David B. Russell, Esq., Hale, Skemp, Hanson, Skemp & Sleik, La Crosse, WI, for Creditor Gary Rasmussen.
Laurie Haake, the debtor in this case, has her principal place of business in Wisconsin but lives in Minnesota.1 She was unable to obtain a traditional mortgage and financed the purchase of her home from the creditor, Gary Rasmussen, through the use of a contract for deed (or a land contract, as it is called in Wisconsin). She testified that she had been renting the home for some time before deciding to purchase it. She tried to get a loan from Park Bank, the lender which financed her business (a “dog center” located in La Crosse, Wisconsin), but was unsuccessful. She and Mr. Rasmussen therefore opted to pursue an alternate form of financing on their own. See Shields v.

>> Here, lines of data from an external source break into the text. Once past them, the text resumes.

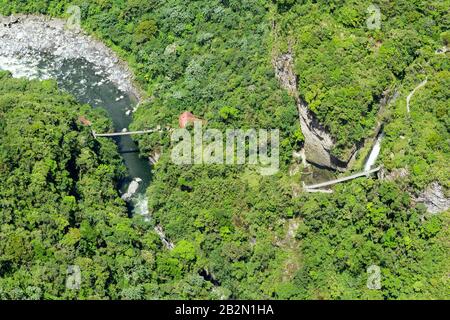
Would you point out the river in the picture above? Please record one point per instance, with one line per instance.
(88, 84)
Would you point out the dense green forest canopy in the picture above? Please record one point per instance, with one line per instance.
(214, 58)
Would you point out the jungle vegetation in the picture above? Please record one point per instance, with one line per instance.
(59, 205)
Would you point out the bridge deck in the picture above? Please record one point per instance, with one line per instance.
(332, 182)
(126, 133)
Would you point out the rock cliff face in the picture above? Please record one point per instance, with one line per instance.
(318, 142)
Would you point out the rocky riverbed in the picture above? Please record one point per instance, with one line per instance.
(22, 36)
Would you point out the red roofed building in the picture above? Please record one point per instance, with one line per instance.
(187, 117)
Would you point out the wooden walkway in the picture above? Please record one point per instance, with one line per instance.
(314, 187)
(127, 133)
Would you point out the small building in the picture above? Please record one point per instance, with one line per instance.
(186, 118)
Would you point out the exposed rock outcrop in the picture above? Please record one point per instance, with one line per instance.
(318, 142)
(24, 36)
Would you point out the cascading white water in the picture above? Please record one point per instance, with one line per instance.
(374, 153)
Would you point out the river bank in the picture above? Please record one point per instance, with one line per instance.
(24, 35)
(38, 47)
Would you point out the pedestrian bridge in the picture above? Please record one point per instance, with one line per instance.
(316, 187)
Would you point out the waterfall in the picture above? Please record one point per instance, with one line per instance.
(374, 153)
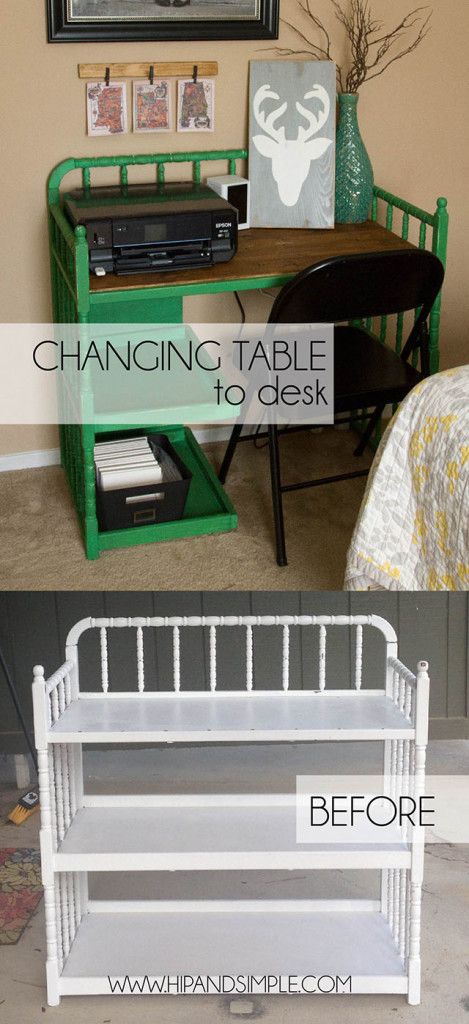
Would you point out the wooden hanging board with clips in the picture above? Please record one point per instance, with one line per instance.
(174, 69)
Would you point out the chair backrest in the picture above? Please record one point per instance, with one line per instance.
(360, 286)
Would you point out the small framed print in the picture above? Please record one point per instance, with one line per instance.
(196, 104)
(152, 105)
(107, 108)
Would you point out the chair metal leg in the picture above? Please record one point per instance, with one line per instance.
(230, 449)
(276, 494)
(372, 424)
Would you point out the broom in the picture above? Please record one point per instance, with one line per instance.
(29, 803)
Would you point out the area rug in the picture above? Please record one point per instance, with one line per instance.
(20, 891)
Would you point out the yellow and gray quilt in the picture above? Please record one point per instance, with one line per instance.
(413, 528)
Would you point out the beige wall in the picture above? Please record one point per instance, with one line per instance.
(414, 119)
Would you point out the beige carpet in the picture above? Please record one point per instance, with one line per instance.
(41, 546)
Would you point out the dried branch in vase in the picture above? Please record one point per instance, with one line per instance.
(373, 49)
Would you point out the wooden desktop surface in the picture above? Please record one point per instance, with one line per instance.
(266, 252)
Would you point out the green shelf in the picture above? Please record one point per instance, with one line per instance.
(208, 509)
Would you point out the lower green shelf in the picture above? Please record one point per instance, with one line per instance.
(208, 509)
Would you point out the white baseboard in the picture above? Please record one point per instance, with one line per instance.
(30, 460)
(51, 457)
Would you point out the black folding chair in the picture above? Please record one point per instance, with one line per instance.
(369, 375)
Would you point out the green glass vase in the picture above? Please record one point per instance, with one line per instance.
(353, 169)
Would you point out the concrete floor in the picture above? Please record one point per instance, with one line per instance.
(444, 911)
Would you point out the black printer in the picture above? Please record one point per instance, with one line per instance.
(136, 228)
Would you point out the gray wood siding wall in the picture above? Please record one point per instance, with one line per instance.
(34, 627)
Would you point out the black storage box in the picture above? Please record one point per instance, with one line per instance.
(145, 505)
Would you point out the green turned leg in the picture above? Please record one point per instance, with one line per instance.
(90, 518)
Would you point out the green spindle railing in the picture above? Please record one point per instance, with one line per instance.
(437, 222)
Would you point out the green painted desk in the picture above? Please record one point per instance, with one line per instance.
(265, 258)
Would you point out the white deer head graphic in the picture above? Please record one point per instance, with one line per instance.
(291, 158)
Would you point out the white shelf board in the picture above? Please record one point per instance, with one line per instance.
(213, 942)
(244, 717)
(213, 834)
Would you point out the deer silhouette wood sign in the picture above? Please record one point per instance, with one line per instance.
(292, 151)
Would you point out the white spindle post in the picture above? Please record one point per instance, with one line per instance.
(54, 709)
(414, 943)
(61, 696)
(249, 658)
(68, 686)
(72, 781)
(78, 899)
(213, 658)
(46, 863)
(421, 726)
(66, 783)
(65, 914)
(140, 666)
(58, 923)
(402, 913)
(390, 895)
(176, 659)
(396, 907)
(323, 635)
(72, 907)
(104, 664)
(59, 792)
(286, 658)
(358, 656)
(53, 799)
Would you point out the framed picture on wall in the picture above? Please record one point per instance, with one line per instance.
(100, 20)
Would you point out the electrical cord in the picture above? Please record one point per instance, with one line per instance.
(242, 308)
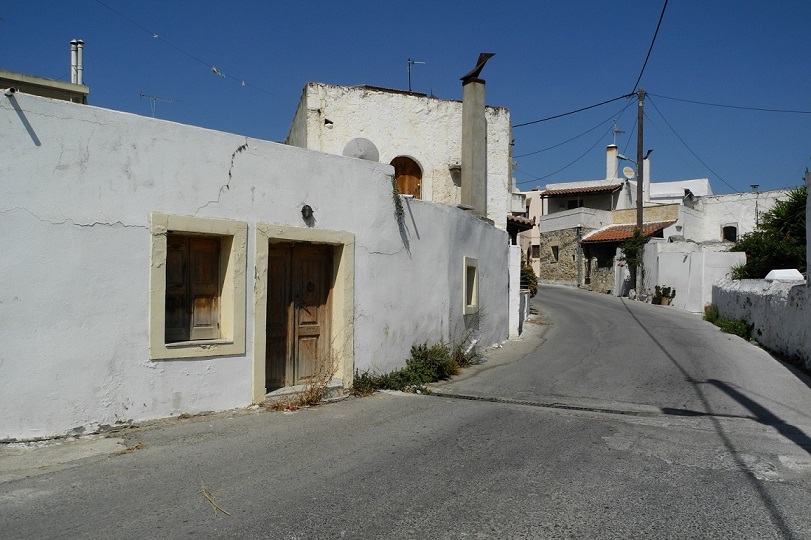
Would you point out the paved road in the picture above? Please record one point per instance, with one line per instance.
(613, 353)
(407, 466)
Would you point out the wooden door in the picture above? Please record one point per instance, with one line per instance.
(408, 176)
(298, 318)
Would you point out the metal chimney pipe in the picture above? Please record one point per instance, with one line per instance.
(73, 60)
(80, 62)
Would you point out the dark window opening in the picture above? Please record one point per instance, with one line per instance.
(192, 288)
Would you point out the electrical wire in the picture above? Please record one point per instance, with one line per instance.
(573, 112)
(690, 149)
(612, 117)
(761, 109)
(656, 33)
(154, 35)
(570, 164)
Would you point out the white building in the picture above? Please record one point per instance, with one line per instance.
(582, 224)
(419, 135)
(153, 268)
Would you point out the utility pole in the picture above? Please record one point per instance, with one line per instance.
(640, 193)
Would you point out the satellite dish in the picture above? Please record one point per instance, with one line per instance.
(362, 149)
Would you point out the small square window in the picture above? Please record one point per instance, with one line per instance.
(470, 281)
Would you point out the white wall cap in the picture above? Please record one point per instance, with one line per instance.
(785, 275)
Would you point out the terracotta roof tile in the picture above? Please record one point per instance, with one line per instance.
(617, 233)
(603, 188)
(520, 223)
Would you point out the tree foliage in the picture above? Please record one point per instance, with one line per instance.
(778, 241)
(632, 249)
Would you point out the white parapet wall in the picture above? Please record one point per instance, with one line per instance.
(516, 315)
(689, 268)
(778, 313)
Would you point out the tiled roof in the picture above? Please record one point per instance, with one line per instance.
(617, 233)
(603, 188)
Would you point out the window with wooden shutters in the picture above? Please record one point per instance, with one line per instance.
(192, 288)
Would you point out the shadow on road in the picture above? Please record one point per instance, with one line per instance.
(760, 413)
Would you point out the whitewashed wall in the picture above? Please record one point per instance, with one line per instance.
(426, 129)
(737, 209)
(690, 268)
(778, 313)
(78, 186)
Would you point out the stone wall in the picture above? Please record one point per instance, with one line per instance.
(564, 267)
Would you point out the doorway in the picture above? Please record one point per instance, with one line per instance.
(300, 283)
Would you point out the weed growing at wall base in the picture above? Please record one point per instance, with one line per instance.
(427, 364)
(730, 326)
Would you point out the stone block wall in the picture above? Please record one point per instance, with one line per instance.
(564, 267)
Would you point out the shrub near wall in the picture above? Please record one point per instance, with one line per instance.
(778, 314)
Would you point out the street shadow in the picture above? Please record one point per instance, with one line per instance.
(765, 416)
(760, 412)
(28, 127)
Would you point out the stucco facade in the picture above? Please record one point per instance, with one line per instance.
(88, 198)
(425, 129)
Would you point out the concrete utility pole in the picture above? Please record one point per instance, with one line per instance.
(640, 190)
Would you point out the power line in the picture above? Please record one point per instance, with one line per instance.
(570, 164)
(656, 33)
(690, 149)
(616, 116)
(573, 112)
(154, 35)
(762, 109)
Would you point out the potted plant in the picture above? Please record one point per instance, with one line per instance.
(663, 295)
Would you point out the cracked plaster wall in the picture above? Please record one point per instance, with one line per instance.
(79, 185)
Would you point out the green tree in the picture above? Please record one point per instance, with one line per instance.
(778, 241)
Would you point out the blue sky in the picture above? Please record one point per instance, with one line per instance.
(551, 57)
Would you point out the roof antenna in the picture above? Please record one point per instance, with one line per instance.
(410, 63)
(616, 132)
(153, 99)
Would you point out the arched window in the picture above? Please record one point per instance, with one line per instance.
(408, 175)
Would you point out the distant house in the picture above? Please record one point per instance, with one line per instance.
(581, 226)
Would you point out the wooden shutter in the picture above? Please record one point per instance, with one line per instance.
(192, 288)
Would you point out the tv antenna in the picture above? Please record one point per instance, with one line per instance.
(154, 99)
(616, 131)
(410, 63)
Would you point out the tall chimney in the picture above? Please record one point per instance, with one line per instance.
(79, 62)
(73, 60)
(611, 162)
(474, 141)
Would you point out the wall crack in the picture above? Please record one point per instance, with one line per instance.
(69, 221)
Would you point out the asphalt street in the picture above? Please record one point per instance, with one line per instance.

Goldetsky (In re Butler), 552 N.W.2d 226, 229 (Minn.1996) ().
The contract for deed was executed in September of 2010. The purchase price for the property was $152,000.00.2 Ms. Haake made a $20,000.00 down payment. The contract contemplated that Ms. Haake would make monthly payments and that the balance would be due in full on September 1, 2011. It appears she made some, but not all, of the monthly payments and did not pay the balance when it came due. On March 12, 2012, Mr. Rasmussen served her with a notice of cancellation of the contract of deed. This case was filed two days later.
A little over two months after the petition was filed, Mr. Rasmussen filed a motion for relief from the automatic stay. He requests that he be permitted to finalize the cancellation of the contract for deed as necessary in Minnesota state court. The debtor objected to the motion and has made an offer of adequate protection (pending confirmation of a plan, she has offered to make monthly payments consisting of interest on the principal balance and a prorated portion of the accruing real estate taxes).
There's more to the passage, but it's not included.